Fulton’s no-tax-increase 2010 city budget is fueled, in part, by letting several tax agreements die.
Mayor Ron Woodward said the city will not renew its payment in lieu of taxes (PILOT) agreements with the developer of the River Glen Mall, with the company running four hydropower plants in the city, and on the former Sonoco plant.
That means that those properties will now be subject to county, city and school taxes. PILOT agreements are common economic development tools to give investors some certainty in the early years of major projects. Most PILOTs run for 10 or 15 years, but can be renewed.
The end of the PILOT agreements is projected to put about $200,000 into the 2010 city budget, Woodward said. The River Glen Mall is assessed at about $8 million, Woodward said. That will result in about $131,000 in taxes.
The city got nothing from the PILOT on River Glen Mall. At the time the shopping center was built, the city kept all of the sales tax generated within its borders. The mall property was annexed into the city after a long battle with the town of Volney. Sales tax revenue “was the bigger benefit,” Woodward said.
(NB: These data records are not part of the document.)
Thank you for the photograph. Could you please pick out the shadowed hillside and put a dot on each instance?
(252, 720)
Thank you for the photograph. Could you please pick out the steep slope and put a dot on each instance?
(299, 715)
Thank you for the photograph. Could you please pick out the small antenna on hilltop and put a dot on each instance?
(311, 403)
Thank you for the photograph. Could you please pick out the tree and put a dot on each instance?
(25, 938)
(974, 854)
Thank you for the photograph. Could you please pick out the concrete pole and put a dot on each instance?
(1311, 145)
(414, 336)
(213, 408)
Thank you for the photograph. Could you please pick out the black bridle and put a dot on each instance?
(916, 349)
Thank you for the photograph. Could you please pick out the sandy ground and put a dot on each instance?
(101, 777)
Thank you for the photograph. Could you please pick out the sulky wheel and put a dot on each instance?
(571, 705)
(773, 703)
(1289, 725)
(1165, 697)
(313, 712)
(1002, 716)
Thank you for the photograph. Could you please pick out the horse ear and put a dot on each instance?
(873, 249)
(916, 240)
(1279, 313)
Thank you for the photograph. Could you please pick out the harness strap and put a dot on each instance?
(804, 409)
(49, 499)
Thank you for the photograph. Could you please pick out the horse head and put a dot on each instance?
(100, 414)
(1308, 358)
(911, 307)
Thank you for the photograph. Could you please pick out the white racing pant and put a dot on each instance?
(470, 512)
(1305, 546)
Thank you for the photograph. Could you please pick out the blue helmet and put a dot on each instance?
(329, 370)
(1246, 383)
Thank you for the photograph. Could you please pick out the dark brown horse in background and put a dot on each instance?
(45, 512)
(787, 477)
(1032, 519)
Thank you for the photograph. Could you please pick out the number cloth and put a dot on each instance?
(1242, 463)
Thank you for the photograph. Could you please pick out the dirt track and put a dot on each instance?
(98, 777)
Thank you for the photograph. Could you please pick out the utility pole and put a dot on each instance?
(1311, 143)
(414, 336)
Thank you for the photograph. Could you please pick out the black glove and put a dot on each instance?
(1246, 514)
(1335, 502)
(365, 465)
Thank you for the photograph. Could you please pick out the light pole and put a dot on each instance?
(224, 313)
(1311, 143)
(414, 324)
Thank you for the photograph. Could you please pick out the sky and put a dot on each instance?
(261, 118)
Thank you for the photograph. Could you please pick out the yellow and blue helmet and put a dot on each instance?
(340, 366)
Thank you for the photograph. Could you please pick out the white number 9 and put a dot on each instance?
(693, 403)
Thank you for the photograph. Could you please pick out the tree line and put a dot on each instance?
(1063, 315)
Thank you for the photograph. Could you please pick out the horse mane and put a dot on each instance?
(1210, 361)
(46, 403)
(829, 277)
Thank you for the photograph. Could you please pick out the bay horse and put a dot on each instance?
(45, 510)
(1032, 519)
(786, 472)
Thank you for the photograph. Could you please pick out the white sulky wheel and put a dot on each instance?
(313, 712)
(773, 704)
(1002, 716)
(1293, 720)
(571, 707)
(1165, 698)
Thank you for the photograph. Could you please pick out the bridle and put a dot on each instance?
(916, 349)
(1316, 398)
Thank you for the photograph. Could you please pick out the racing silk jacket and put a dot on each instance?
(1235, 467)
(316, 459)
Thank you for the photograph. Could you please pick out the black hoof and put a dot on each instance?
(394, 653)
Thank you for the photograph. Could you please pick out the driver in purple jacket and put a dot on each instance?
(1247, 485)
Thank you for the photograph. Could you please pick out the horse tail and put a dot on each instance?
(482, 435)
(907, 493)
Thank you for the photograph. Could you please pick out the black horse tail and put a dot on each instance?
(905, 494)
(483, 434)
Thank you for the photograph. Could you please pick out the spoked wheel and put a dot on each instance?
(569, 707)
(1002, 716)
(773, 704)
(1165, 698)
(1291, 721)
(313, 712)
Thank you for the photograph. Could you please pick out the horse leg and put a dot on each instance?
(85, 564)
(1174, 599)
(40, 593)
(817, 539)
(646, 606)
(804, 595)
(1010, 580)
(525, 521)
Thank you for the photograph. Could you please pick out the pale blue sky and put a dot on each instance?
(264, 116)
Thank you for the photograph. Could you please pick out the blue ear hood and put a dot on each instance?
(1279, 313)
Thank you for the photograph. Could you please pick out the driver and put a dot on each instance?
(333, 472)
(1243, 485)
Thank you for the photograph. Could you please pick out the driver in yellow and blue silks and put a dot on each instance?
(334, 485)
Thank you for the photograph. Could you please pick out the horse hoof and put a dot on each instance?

In addition, the developer spent its own money to build water and sewer lines for the center.
The city has since given up its sales tax rights, the next-to-last non-county municipality to do so, in exchange for a guaranteed share of sales taxes collected by the county. (This sentence was changed from its original version; see comments below for details.)
Ending the PILOT on the hydropower plants will bring in about $57,000 on an assessment of between $3.5 and $4 million, Woodward said.